Nayla mendongak perlahan, matanya membulat, nyaris tak percaya dengan apa yang baru saja didengarnya.

"Saya... nginap di sini?" gumamnya, ragu.

Matanya menatap Leo sedikit ragu. Untuk sesaat, hanya deru napas bayi yang kini tertidur lelap di pelukannya yang terdengar di antara mereka.

Leo seketika gugup, seperti baru sadar betapa aneh permintaannya itu. Ia cepat-cepat mengangkat kedua tangannya, seolah menyatakan tak bermaksud macam-macam.

"Maksudku... bukan yang gimana-gimana ... eeng ...Nayla..." katanya terbata. "Aku cuma... ya ... aku ... aku nggak tahu harus minta tolong ke siapa lagi. Matteo..." Leo menghela napas berat, "...kalau tengah malam nanti dia nangis lagi? Atau... kalau dia lapar ... atau kalau aku ketiduran?"

Leo menatap Nayla dengan mata lelah dan jujur. "Maaf ...Dokter baru bisa datang besok siang. Aku... aku takut kalau Matteo sampai nangis kayak tadi lagi... dan aku sendirian."

Nayla terdiam.
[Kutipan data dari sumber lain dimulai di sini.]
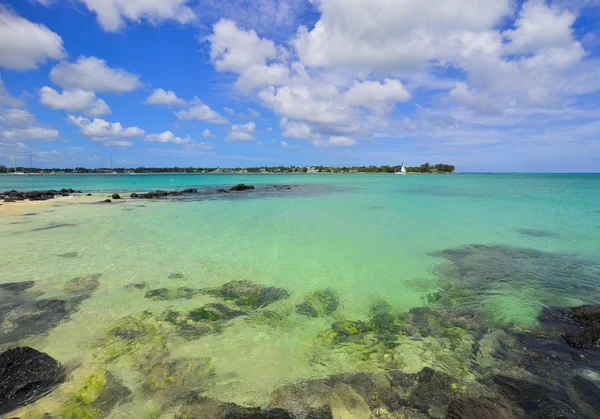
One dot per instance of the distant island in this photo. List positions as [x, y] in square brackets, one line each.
[424, 168]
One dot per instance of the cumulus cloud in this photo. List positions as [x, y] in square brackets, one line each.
[241, 132]
[104, 132]
[25, 45]
[75, 100]
[93, 74]
[233, 49]
[112, 14]
[29, 134]
[167, 137]
[6, 98]
[201, 112]
[164, 97]
[285, 144]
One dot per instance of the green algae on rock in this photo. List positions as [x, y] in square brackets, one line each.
[169, 294]
[100, 393]
[248, 294]
[320, 303]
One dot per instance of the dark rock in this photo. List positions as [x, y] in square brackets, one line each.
[481, 408]
[241, 187]
[320, 303]
[246, 293]
[167, 294]
[137, 286]
[17, 287]
[535, 400]
[214, 312]
[586, 338]
[25, 376]
[53, 226]
[69, 255]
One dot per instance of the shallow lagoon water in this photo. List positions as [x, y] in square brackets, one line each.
[367, 237]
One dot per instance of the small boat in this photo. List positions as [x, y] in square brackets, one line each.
[402, 170]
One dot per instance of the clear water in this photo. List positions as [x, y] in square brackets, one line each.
[368, 237]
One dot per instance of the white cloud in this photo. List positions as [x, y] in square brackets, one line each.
[285, 144]
[163, 97]
[241, 133]
[13, 117]
[540, 26]
[392, 34]
[25, 45]
[76, 100]
[167, 137]
[29, 134]
[93, 74]
[104, 132]
[6, 98]
[232, 49]
[376, 96]
[112, 14]
[202, 112]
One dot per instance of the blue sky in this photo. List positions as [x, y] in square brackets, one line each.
[487, 85]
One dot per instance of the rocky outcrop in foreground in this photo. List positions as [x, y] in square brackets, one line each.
[14, 196]
[25, 376]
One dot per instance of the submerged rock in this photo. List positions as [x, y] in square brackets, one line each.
[69, 255]
[241, 187]
[320, 303]
[246, 293]
[25, 376]
[17, 287]
[100, 393]
[481, 408]
[169, 294]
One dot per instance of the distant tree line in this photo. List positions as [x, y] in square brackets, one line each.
[424, 168]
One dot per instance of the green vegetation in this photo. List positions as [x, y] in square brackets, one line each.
[424, 168]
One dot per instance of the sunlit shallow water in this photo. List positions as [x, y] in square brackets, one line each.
[369, 238]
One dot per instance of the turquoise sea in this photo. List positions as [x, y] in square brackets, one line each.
[503, 245]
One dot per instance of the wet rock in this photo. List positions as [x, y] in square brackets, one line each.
[169, 294]
[241, 187]
[530, 232]
[69, 255]
[99, 395]
[204, 407]
[17, 287]
[480, 408]
[535, 400]
[25, 376]
[53, 226]
[137, 286]
[246, 293]
[83, 284]
[320, 303]
[586, 338]
[214, 312]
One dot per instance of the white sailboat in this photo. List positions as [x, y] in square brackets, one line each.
[402, 170]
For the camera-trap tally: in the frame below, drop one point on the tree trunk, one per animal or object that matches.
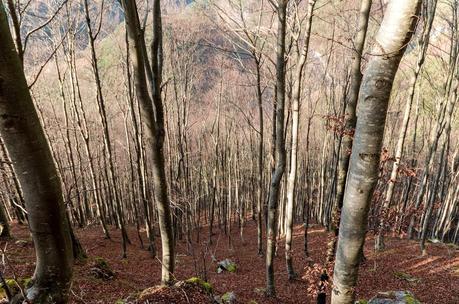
(32, 160)
(349, 127)
(394, 34)
(292, 176)
(379, 241)
(280, 155)
(152, 114)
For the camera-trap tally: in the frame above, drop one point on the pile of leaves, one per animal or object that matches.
(193, 290)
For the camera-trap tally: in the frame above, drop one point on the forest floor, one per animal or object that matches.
(432, 279)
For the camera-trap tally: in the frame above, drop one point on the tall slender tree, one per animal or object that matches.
(33, 162)
(152, 113)
(395, 32)
(279, 143)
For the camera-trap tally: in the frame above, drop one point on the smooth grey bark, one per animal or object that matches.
(279, 144)
(424, 44)
(108, 149)
(33, 162)
(152, 114)
(395, 32)
(292, 175)
(349, 127)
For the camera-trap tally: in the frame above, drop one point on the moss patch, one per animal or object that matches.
(200, 282)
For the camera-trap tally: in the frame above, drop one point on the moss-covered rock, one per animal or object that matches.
(14, 286)
(206, 286)
(100, 269)
(229, 298)
(394, 297)
(226, 265)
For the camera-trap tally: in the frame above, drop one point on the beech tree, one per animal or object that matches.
(33, 163)
(395, 32)
(279, 143)
(152, 113)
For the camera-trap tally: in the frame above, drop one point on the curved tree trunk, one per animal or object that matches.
(32, 160)
(152, 114)
(379, 241)
(291, 179)
(395, 32)
(349, 127)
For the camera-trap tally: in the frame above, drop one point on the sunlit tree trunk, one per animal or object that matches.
(424, 43)
(349, 127)
(152, 114)
(292, 176)
(396, 29)
(32, 160)
(279, 143)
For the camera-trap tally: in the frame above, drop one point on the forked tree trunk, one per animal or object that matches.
(394, 34)
(32, 160)
(152, 114)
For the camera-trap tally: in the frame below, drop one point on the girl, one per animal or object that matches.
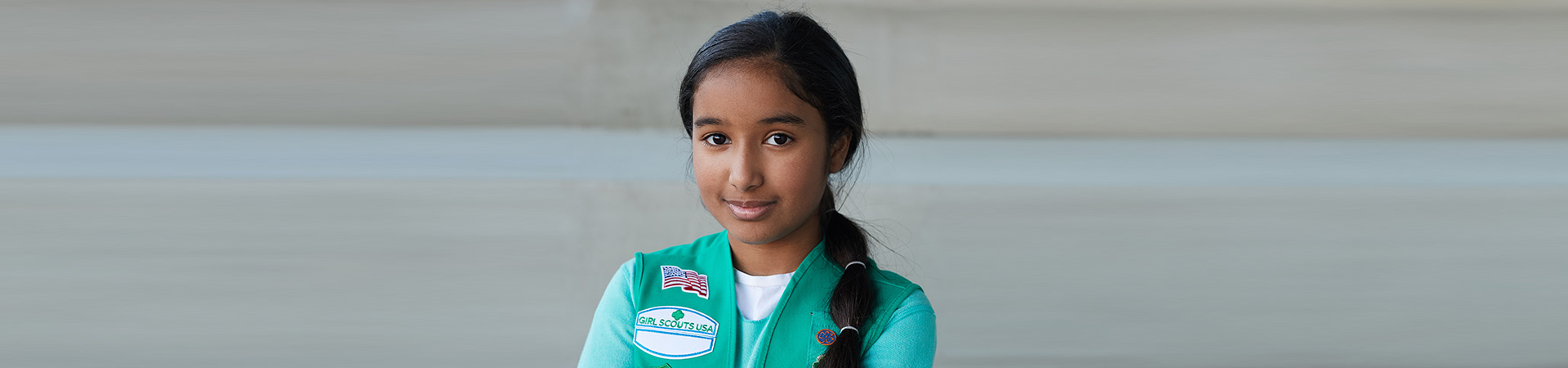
(772, 107)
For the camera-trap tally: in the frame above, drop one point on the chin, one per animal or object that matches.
(750, 233)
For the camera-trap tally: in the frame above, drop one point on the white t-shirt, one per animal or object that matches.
(758, 296)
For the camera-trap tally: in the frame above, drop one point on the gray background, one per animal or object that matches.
(1129, 183)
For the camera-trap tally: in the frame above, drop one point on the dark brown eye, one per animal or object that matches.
(778, 139)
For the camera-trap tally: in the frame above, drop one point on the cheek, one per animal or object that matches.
(710, 175)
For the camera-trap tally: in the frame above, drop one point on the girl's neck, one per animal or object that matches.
(778, 257)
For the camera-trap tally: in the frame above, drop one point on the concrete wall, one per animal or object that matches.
(998, 68)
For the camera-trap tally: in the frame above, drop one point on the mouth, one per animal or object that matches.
(748, 209)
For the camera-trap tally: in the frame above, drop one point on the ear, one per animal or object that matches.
(841, 148)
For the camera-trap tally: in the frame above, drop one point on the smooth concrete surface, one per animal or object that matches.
(412, 263)
(1067, 68)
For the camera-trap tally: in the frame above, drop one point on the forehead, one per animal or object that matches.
(746, 92)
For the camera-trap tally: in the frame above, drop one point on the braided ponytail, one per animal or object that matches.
(855, 296)
(816, 70)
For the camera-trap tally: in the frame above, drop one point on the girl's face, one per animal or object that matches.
(761, 155)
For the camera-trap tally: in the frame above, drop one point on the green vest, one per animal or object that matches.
(687, 316)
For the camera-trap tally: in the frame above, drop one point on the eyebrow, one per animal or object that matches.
(782, 119)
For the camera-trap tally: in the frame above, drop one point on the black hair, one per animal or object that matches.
(814, 68)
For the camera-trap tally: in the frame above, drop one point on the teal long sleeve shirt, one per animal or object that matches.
(910, 339)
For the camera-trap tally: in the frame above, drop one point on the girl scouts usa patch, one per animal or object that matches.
(675, 332)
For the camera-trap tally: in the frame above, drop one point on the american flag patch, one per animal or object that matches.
(686, 279)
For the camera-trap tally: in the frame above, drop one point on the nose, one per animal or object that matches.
(745, 170)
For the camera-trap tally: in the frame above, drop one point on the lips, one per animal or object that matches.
(748, 209)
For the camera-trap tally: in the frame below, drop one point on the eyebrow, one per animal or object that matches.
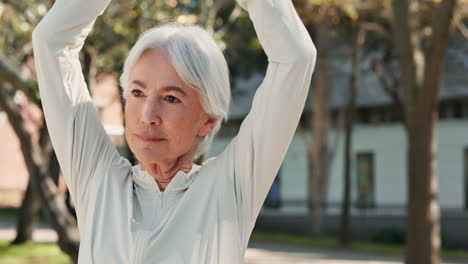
(165, 88)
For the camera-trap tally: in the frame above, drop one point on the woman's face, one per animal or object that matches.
(164, 118)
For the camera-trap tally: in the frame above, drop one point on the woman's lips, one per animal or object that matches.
(146, 138)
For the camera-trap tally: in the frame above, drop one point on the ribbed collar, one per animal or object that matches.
(180, 182)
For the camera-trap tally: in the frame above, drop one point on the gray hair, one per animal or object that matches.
(197, 59)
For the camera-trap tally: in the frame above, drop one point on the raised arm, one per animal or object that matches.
(267, 131)
(81, 143)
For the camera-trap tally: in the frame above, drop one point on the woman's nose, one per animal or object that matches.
(151, 113)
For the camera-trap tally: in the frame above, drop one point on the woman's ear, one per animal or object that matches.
(207, 126)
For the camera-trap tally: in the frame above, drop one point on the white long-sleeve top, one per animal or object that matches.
(204, 216)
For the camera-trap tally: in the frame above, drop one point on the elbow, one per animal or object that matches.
(306, 52)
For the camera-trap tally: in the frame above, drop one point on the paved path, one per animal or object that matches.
(258, 252)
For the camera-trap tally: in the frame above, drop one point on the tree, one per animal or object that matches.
(104, 51)
(421, 71)
(345, 232)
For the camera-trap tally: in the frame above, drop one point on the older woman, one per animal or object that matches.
(176, 85)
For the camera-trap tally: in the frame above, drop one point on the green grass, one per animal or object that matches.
(362, 246)
(33, 252)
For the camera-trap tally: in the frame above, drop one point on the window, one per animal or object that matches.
(365, 180)
(466, 177)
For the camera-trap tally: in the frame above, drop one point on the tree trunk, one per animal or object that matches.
(423, 226)
(345, 232)
(421, 73)
(28, 215)
(319, 152)
(36, 157)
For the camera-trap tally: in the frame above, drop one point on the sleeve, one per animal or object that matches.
(79, 139)
(266, 133)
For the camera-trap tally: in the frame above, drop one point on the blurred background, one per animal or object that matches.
(376, 173)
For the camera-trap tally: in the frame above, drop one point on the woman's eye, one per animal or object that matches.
(171, 99)
(137, 93)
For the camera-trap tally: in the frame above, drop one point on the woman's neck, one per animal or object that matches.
(163, 173)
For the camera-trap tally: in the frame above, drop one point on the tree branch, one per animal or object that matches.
(436, 53)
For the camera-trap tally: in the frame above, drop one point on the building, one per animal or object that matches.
(379, 165)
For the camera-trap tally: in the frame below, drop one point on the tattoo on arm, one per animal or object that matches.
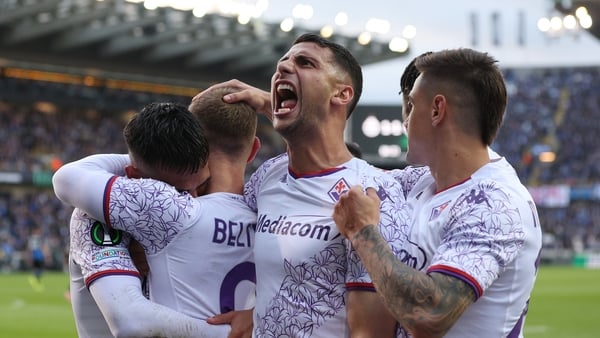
(424, 304)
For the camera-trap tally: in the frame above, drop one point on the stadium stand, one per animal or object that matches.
(45, 124)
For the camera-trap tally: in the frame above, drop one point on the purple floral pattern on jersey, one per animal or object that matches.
(310, 293)
(152, 211)
(408, 177)
(313, 291)
(256, 179)
(484, 216)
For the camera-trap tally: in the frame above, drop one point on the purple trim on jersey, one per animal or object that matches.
(106, 200)
(446, 270)
(98, 275)
(516, 331)
(360, 286)
(453, 185)
(319, 173)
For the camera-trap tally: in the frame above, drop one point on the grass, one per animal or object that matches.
(35, 313)
(564, 304)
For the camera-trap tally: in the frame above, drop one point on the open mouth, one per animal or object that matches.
(286, 98)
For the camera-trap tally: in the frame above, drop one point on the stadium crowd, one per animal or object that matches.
(46, 124)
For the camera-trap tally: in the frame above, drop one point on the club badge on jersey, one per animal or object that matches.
(103, 236)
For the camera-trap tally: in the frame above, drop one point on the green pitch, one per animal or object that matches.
(564, 304)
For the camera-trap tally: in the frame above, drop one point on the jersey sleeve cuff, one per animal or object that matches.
(450, 271)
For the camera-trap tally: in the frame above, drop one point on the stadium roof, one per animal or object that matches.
(124, 40)
(593, 7)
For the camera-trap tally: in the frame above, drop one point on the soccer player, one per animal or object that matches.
(309, 282)
(198, 249)
(105, 287)
(473, 247)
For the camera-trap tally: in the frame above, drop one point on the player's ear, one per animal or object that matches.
(255, 148)
(343, 95)
(132, 172)
(438, 112)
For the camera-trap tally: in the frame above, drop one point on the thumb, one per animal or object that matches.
(372, 193)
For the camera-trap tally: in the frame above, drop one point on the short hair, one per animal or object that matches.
(477, 84)
(342, 58)
(167, 136)
(230, 127)
(354, 149)
(410, 75)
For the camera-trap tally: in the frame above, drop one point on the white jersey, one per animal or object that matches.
(303, 264)
(94, 253)
(484, 231)
(199, 250)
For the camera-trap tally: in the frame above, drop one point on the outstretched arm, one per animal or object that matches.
(129, 314)
(427, 305)
(257, 98)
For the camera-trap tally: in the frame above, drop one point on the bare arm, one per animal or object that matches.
(427, 305)
(368, 316)
(240, 321)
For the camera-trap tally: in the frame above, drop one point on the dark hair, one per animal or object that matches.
(476, 83)
(342, 58)
(410, 75)
(354, 149)
(230, 127)
(167, 136)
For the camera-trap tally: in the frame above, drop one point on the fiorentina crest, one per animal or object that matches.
(340, 187)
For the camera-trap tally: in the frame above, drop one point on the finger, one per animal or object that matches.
(371, 192)
(224, 318)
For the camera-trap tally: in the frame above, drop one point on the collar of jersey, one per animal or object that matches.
(319, 173)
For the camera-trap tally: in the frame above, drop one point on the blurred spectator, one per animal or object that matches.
(46, 124)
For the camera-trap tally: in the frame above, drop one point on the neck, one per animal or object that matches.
(317, 156)
(226, 176)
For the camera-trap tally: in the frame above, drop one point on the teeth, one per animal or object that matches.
(285, 86)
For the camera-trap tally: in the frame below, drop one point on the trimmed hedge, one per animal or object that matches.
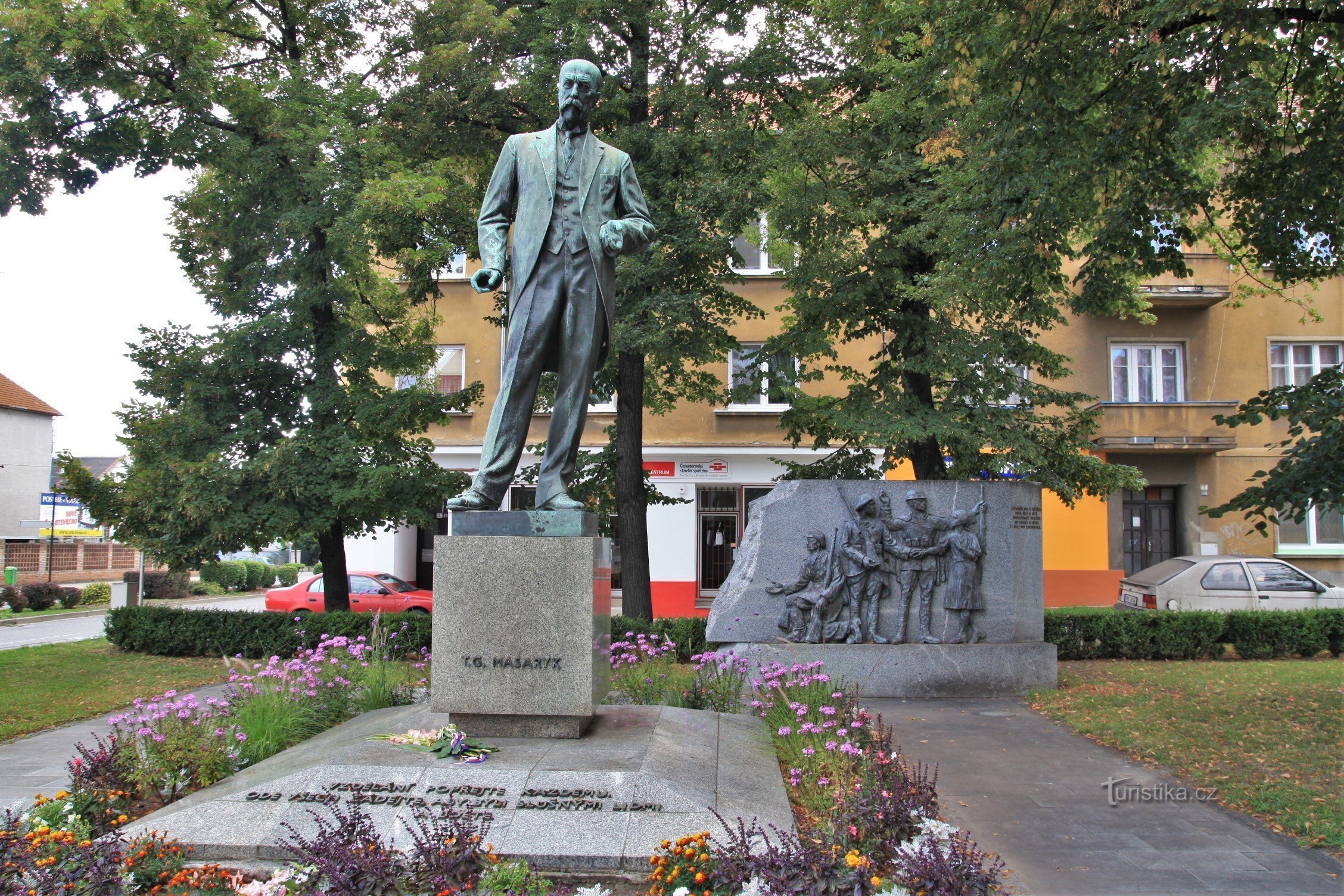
(159, 586)
(687, 631)
(260, 575)
(288, 574)
(1196, 634)
(171, 631)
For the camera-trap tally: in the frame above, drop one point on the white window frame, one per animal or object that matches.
(1132, 371)
(456, 266)
(1289, 366)
(764, 405)
(429, 378)
(1311, 547)
(765, 267)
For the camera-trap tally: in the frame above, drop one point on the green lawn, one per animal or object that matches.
(57, 683)
(1269, 735)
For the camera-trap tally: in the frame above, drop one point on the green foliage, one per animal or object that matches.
(288, 574)
(41, 596)
(159, 586)
(1122, 634)
(14, 598)
(1090, 633)
(1271, 636)
(514, 879)
(942, 378)
(687, 633)
(226, 574)
(257, 575)
(1311, 469)
(170, 631)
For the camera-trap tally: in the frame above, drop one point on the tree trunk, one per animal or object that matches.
(335, 579)
(631, 503)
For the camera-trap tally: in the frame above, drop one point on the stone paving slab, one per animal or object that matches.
(640, 776)
(1032, 792)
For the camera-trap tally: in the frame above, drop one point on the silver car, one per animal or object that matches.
(1225, 583)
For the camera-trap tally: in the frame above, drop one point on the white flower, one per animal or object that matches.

Luka di lengannya masih berdenyut, dan matanya masih menyimpan sedikit sisa air mata. Tapi melihat sorot wajah Leo yang benar-benar kacau—seorang ayah baru yang kelelahan, terjebak di antara duka dan tanggung jawab yang datang bersamaan—membuat batinnya tergerak.

Lagipula, pikir Nayla, ia juga tak enak kalau harus balik ke rumah Ibu Lilis setelah kabur begitu saja. Dan, ini sudah hampir tengah malam. Angkutan umum juga kemungkinan sudah berhenti beroperasi.

Nayla akhirnya mengangguk kecil.

"Baiklah, Pak ..."

Leo langsung menghela napas lega, seolah beban besar baru saja lepas dari dadanya.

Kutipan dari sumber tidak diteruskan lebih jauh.